Why? What good will it do to bottle the pain?
Except it hasn’t been bottled. It has been poured out over days and nights and weeks, seemingly without end.
“Let it hurt and let it go.”
Easier said than done. I’ve let it hurt, longer than I would have wanted and it continues to dig and feast on the goodness in my soul. The pain has become a poison, a grief unceasing. It consumes my waking thoughts and corrupts my sleep. The nightmares come regularly now.
It haunts every interaction. Will he be there? Will someone ask about him? Will I have to don the mask I’ve worn as often as I draw breath?
I am alright. I’ve moved on. I am healed.
All. Lies.
I am far from alright. The more I try to understand, the more I try to heal, the more desperate I am to move on, the deeper it digs, with me at the bottom of the pit. Something unearths the ground beneath my feet and I sink lower into the dirt.
What has he done to me? Why do I give him this power over me?
Almost seven months after the end of the relationship, and still it eats away at me. Why can’t I let go? What is stopping me from finding happiness within myself?
I have written him letters, letters he will never read. Letters for me to say all the things I wished I had said, knowing the things I wish I knew then. Letters that pour every ounce of love and care and pain and grief and sorrow and confusion and the occasional snarl of anger from my bones.

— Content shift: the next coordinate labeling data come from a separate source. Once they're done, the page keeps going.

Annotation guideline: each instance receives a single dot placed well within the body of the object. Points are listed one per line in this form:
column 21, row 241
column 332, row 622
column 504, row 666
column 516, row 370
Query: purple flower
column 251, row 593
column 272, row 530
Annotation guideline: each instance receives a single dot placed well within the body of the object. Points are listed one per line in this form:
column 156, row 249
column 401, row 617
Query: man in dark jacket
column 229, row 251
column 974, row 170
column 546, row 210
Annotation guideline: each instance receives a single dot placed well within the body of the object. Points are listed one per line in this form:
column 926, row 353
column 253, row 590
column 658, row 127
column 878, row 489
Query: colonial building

The most poisonous piece in this process has been the stuck bit. Stuck on the cruelty of why, a close and acerbic relation to the what if. While the what if can be bittersweet, the why is only bitter.
Why did he lie? Why did he put me through the same ordeal twice? Why ask things of me he couldn’t deliver himself? Why did he offer me the illusion of choice when really he had decided it all along? Why did he act selfishly? Why enter a relationship knowing how it would end, knowing he was why it would end? Why entertain the distinct possibility of a future when he knew it could not come to fruition? Why bare your heart only to take it back? Why offer it when it wasn’t yours to give?

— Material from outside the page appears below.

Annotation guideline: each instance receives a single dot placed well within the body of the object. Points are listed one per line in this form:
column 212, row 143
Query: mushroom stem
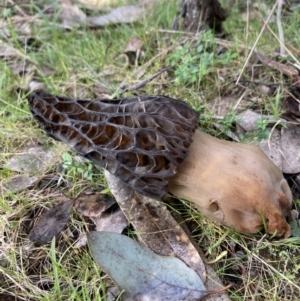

All questions I wish I had answers to. None of which I can ask him. All of which I need to let go.
I will never know all the answers. I will likely never understand the why.
When recovering from a relationship shadowed with a mental health disorder (e.g. addiction, narcissism, etc.), the why will never make sense. That person cannot think and act logically and when the partner (or ex-partner) tries to logic their way into understanding in search of closure, the puzzle pieces don’t fit. They simply cannot; they were not formed in reality.

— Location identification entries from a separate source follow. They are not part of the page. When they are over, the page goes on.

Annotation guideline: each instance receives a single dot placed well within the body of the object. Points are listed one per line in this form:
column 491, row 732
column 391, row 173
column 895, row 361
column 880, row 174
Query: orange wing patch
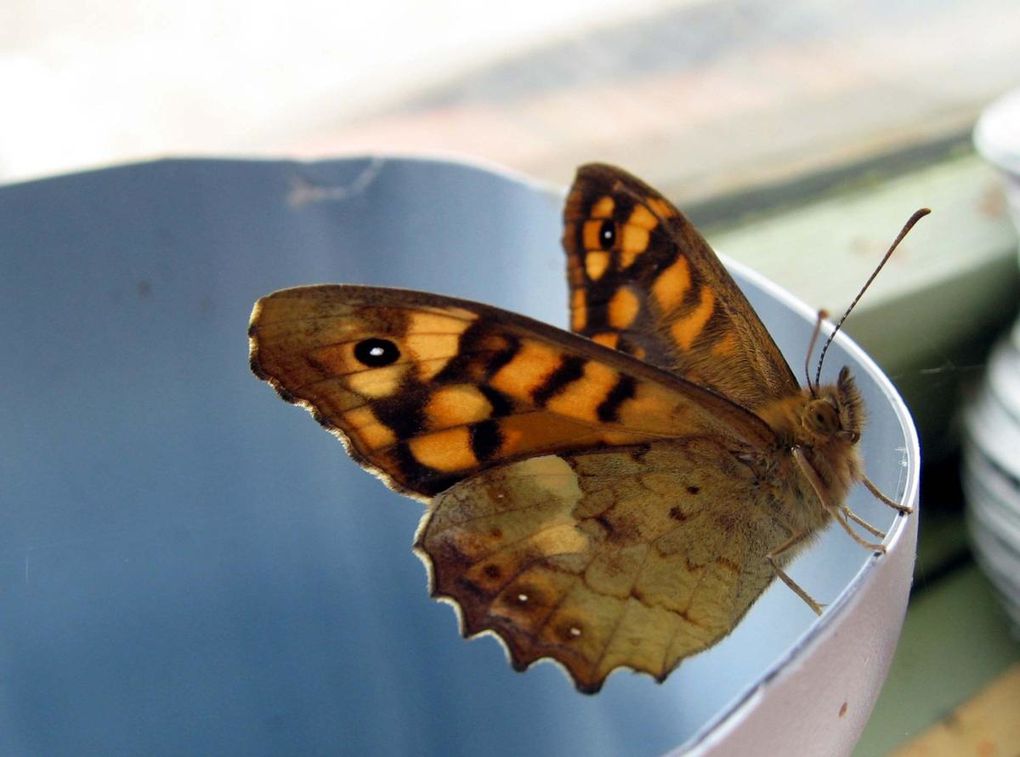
column 428, row 390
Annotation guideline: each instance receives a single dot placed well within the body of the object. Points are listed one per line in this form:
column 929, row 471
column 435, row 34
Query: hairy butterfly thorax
column 617, row 496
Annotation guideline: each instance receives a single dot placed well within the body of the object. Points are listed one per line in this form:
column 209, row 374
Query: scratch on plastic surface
column 304, row 191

When an individual cannot find the answers exteriorly, the natural conclusion becomes an interior one. I must be the problem. It’s my fault. I’m undesirable. I am a bad partner. I led them to [insert action here]. As true as these suppositions might feel at times, it is crucial not to get ensnared by the lie.
So where do I go from here? How do I move on from a situation to which I will never have closure?
Well, closure might look a little different than how you first imagined. Our first step? Release the crusade for the why; it does not exist in the logical realm. It can never bring you peace. Accept that it did happen and what did happen is not a reflection of who you are. Your worth is not dictated by how you are treated. Outside circumstance and exterior conditions cannot lessen or heighten your value. Your worth is intrinsic to your very being.
Whether you are treated as refuse or royalty, chattel or chairman, you are still worth more than every coin, jewel, or precious metal on this earth. You deserve a love that shakes the heavens. Your value is incalculable. Immeasurable. Inconceivable.